Ендрек охнул и проснулся.

Факел почти потух, света давал мало, зато дымил, наполняя помещение смрадом.

На правой половине буцегарни все было по-прежнему. Только Лекса, заснув наконец-то, похрапывал в рыжеватую бороду.

Студиозус попытался перевернуться на другой бок и застонал от резкой боли в затекших пальцах.

— Ч-ч-что, худо? — приоткрыл глаза пан Войцек.

— Не мед, — прохрипел Ендрек. Горло пересохло и язык ворочался с трудом.

— Д-держись. Лучше б-б-будет не скоро.

Парень просто кивнул в ответ. И так понятно, что не пивом угощаться их в застенок упрятали.

Проснулся Лекса. Закряхтел. Сел. Осторожно потрогал толстым пальцем замотанную не слишком чистой тряпицей руку.

— Светает... того-этого...

Меченый недоверчиво глянул на забранное частыми прутьями махонькое окошко под самым потолком.

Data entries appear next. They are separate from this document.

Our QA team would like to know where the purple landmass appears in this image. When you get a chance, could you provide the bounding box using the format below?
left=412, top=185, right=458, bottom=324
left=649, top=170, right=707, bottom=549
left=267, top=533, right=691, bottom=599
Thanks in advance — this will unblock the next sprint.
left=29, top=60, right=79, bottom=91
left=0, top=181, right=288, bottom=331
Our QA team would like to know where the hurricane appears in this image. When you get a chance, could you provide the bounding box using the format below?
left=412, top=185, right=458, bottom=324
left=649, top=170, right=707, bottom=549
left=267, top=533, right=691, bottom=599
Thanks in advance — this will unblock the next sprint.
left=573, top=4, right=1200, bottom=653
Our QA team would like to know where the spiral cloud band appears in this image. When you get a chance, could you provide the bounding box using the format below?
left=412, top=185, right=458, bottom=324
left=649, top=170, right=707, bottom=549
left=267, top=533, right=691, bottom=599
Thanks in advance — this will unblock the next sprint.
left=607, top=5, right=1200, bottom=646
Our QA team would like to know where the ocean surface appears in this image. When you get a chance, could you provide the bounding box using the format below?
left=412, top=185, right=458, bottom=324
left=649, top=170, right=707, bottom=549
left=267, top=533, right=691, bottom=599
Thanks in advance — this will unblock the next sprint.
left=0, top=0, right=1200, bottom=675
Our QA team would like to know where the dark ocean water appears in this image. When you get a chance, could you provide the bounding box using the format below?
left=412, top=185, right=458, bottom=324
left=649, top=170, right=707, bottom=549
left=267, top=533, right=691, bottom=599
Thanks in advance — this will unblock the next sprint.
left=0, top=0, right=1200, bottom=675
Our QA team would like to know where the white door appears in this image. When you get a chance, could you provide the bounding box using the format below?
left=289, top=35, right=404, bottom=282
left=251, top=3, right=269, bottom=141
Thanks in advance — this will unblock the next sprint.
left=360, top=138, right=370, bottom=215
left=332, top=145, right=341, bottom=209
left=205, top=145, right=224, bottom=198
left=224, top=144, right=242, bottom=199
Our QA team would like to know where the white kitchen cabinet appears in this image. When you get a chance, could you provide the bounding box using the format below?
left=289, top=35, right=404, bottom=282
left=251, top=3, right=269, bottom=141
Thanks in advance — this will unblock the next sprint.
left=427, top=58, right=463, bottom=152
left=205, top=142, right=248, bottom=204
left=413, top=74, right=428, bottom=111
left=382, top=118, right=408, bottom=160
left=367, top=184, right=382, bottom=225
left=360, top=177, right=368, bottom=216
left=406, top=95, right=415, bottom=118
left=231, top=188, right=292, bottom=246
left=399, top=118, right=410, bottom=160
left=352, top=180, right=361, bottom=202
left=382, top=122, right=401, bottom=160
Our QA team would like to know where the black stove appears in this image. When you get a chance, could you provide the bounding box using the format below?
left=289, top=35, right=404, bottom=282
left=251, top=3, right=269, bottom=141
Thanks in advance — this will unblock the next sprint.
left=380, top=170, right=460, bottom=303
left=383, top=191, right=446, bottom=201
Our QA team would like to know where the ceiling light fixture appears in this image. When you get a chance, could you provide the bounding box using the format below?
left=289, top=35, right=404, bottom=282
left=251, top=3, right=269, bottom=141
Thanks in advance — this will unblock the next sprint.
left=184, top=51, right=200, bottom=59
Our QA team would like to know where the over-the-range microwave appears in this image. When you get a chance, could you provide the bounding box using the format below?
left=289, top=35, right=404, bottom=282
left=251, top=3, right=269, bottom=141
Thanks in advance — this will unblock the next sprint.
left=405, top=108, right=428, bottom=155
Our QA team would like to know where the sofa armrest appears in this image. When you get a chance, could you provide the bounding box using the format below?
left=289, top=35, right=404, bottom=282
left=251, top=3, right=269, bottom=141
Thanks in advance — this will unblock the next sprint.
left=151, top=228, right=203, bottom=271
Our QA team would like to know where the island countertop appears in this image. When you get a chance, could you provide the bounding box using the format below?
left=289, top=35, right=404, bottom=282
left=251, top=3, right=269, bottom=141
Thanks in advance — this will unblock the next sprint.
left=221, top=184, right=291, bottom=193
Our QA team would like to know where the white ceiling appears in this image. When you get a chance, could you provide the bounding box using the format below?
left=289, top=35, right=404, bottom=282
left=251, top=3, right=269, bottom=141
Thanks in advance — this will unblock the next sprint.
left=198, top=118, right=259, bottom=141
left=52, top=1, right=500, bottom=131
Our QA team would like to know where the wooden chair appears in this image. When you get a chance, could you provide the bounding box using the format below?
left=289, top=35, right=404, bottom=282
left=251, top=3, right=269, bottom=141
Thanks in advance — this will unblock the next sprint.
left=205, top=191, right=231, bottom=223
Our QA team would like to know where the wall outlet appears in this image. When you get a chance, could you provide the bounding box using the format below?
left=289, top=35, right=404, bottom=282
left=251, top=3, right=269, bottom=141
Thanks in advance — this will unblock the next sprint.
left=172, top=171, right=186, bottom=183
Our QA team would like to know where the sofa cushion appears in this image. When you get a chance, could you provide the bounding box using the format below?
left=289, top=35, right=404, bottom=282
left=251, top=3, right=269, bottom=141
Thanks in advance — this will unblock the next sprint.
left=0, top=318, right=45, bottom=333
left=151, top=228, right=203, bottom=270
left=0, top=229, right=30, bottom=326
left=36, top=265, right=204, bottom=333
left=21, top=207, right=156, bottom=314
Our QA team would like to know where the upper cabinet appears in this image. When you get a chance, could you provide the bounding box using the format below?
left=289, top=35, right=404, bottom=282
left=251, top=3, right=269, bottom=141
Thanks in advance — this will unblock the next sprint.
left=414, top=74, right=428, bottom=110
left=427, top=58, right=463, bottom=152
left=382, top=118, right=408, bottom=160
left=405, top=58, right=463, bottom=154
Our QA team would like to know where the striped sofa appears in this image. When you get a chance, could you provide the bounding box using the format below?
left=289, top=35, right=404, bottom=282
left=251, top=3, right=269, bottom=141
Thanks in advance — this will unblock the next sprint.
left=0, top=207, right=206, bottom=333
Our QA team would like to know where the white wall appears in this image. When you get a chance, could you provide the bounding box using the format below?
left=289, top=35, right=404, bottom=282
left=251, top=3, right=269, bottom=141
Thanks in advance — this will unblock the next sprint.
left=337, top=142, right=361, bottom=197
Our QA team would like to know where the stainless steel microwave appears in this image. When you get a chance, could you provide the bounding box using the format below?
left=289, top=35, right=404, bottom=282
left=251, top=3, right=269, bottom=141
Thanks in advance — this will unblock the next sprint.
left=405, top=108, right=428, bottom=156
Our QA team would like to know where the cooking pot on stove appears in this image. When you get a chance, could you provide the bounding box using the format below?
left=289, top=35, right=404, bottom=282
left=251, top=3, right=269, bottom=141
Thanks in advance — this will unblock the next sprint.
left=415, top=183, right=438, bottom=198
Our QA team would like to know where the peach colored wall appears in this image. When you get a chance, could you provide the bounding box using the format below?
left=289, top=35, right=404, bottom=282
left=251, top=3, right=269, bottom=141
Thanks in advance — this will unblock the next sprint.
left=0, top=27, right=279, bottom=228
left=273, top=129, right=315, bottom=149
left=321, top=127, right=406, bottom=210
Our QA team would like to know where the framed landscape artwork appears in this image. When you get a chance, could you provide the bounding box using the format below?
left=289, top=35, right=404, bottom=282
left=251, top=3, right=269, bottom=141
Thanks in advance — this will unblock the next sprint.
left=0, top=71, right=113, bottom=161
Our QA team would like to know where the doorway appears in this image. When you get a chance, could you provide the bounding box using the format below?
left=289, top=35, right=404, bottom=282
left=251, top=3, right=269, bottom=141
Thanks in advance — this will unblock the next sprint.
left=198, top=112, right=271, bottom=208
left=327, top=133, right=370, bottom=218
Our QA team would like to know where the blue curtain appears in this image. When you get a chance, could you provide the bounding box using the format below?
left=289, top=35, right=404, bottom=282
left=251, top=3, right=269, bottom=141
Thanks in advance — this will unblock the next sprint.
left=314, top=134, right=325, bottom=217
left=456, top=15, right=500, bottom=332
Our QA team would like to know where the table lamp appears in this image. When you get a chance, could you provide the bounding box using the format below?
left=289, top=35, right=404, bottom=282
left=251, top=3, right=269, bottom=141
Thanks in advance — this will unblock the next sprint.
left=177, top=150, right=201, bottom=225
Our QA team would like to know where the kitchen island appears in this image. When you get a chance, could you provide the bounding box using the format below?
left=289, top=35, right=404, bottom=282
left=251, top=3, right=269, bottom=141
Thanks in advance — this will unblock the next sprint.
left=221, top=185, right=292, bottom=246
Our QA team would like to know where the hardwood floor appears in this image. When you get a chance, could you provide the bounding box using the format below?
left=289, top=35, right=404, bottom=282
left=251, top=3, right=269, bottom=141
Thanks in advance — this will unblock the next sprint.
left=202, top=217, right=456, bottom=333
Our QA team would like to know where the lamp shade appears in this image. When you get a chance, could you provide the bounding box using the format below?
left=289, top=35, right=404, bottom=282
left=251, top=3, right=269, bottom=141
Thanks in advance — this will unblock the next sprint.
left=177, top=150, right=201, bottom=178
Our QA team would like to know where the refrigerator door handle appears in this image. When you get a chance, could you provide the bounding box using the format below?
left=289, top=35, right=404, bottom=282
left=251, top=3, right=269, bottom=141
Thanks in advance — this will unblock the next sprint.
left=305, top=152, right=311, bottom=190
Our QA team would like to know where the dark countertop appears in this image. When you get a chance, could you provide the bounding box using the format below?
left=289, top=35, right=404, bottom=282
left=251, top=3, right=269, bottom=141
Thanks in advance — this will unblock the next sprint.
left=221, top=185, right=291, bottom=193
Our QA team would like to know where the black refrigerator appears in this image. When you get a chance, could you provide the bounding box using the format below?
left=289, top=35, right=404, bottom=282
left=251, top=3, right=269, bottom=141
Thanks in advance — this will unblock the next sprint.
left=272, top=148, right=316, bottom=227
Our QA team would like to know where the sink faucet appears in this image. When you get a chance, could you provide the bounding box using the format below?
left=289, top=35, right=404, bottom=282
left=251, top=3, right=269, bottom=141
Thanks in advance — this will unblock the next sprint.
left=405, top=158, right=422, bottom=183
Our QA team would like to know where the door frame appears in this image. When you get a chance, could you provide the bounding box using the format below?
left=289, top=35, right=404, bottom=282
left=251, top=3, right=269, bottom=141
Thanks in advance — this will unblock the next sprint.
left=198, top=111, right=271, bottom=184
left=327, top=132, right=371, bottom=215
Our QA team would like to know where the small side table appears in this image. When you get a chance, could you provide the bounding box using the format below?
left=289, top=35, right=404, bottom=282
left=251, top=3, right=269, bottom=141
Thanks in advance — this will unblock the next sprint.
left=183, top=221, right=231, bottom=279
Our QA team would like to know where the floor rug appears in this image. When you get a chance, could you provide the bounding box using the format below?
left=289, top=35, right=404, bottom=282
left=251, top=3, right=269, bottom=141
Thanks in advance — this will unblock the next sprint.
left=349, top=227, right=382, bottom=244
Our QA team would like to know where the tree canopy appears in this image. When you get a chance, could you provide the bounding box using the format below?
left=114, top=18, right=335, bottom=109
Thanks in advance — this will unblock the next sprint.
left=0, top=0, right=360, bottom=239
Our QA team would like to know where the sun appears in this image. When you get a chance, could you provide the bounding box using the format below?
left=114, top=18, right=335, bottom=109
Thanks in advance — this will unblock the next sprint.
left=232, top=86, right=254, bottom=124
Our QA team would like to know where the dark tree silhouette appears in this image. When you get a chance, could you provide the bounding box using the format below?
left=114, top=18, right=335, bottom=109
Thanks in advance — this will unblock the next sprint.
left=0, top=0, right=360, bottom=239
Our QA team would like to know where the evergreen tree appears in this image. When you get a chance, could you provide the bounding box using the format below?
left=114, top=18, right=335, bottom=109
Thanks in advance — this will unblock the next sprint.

— Точно-точно... того-этого... Я завсегда с рассветом просыпаюсь. Даже когда без надобности... того-этого...

— А п-похоже, и правда, — согласился пан Войцек. — Светает.

Лекса поднялся, почесал бок, потом ногу через плотную штанину и пошел к бадейке для нечистот.

Ендрек ощутил, что тоже не отказался бы справить хотя бы малую нужду. А попробуй это сделать со связанными за спиной руками.

— Нет, и как мне теперь до ветру сходить? — смущенно улыбнулся он.

А Лекса журчал весьма соблазнительно.

Пан Войцек решительно вскочил на ноги.

— Что з-з-за непотребство?! — возмутился он. И возвысил голос: — Э-гэй! Сторожа! С-слышите меня, нет?

Никто не ответил.

Зато проснулся пан Юржик. Сел, потряс головой, схватился ладонями за виски.